A permanent reduction in the oil price will have long-term implications for public finances. An exclusion of energy stocks in the GPFG will serve to further reduce the oil price risk, but the effect appears to be limited. We have high capacity to take on such risk, and the oil price risk has been significantly reduced over time, because a large portion of the oil and gas resources has been extracted from the Norwegian continental shelf and converted into a broadly diversified financial wealth abroad.

The energy sector is a broad sector, and comprises integrated companies with businesses throughout the value chain as well as pure play renewable energy companies.

– It is anticipated that almost all of the growth in listed renewable energy over the next decade will be driven by companies that do not have renewable energy as their main business.

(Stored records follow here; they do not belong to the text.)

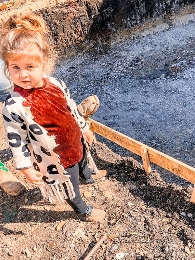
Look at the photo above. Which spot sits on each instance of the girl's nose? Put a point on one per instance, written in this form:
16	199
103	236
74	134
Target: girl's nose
23	74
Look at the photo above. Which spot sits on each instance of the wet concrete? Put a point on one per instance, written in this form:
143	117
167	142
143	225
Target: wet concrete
146	87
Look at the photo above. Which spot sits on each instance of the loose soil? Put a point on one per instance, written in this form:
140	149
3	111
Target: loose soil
146	217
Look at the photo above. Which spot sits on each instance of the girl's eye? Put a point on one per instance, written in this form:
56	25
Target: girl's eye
15	67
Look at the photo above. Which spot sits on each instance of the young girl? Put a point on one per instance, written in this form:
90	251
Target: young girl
44	128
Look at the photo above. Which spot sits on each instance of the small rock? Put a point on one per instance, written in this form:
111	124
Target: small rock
187	250
87	194
119	256
60	225
27	252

The Fund should be able to participate in this growth, says the Minister of Finance.

Climate risk is an important financial risk factor for the GPFG, and will over time have an impact on several of the companies in which the GPFG is invested. The Ministry of Finance will ask Norges Bank to review its efforts relating to climate risk in the GPFG, with a view of strengthening efforts in relation to those individual companies accounting for the largest contributions to the climate risk associated with the Fund.

The Government do not plan to sell shares in the State’s Direct Financial Interest (SDFI) or in Equinor in order to reduce the state’s oil price risk.

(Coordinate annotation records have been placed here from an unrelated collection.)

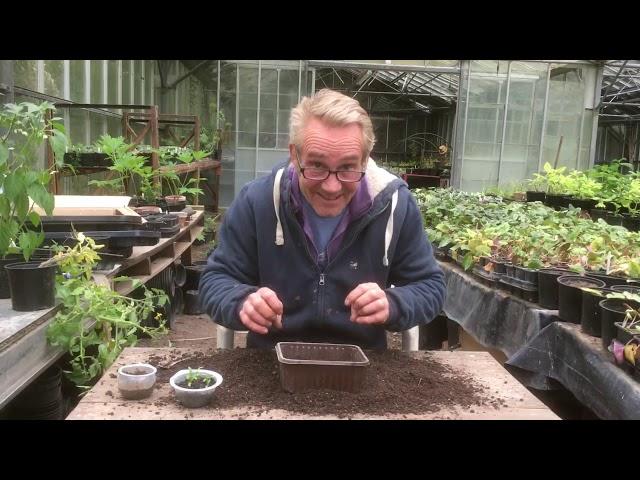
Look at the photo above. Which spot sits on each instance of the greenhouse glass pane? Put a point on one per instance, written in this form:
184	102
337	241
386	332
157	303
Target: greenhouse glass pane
565	112
127	94
77	80
97	81
54	78
248	98
138	81
149	69
77	125
97	123
26	74
112	81
114	126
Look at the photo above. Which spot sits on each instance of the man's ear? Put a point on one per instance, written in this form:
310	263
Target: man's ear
292	153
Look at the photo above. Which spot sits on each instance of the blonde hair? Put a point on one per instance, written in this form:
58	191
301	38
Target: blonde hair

The decision is based on the advice and assessments of Norges Bank and an expert group, as well as the public consultations of these. The assessments of the Ministry are discussed in the white paper to the Storting Energy Stocks in the Government Pension Fund, published today.


In November 2017, Norges Bank advised the Ministry of Finance to exclude the oil and gas sector from the benchmark index for the GPFG, in order to reduce the oil price risk associated with the state’s wealth.

Against the background of the advice from Norges Bank, the Ministry of Finance appointed an expert group chaired by Professor and Rector of the Norwegian School of Economics, Øystein Thøgersen. Based on an overall assessment, the expert group takes the view that the GPFG should remain invested in energy stocks.

The issue has been circulated for public consultation. Many of the bodies invited to submit consultative comments appear to agree with the assessment of the expert group that the economic impact of Norges Bank’s proposal on oil price risk in the Norwegian economy would be limited, but there are nonetheless diverging opinions as to whether the energy sector should be excluded from the GPFG. Whilst a number of the consultative comments emphasise that it would be a step in the right direction, others note that it may undermine the financial objective of the Fund and encompass companies with major and expanding renewable energy operations.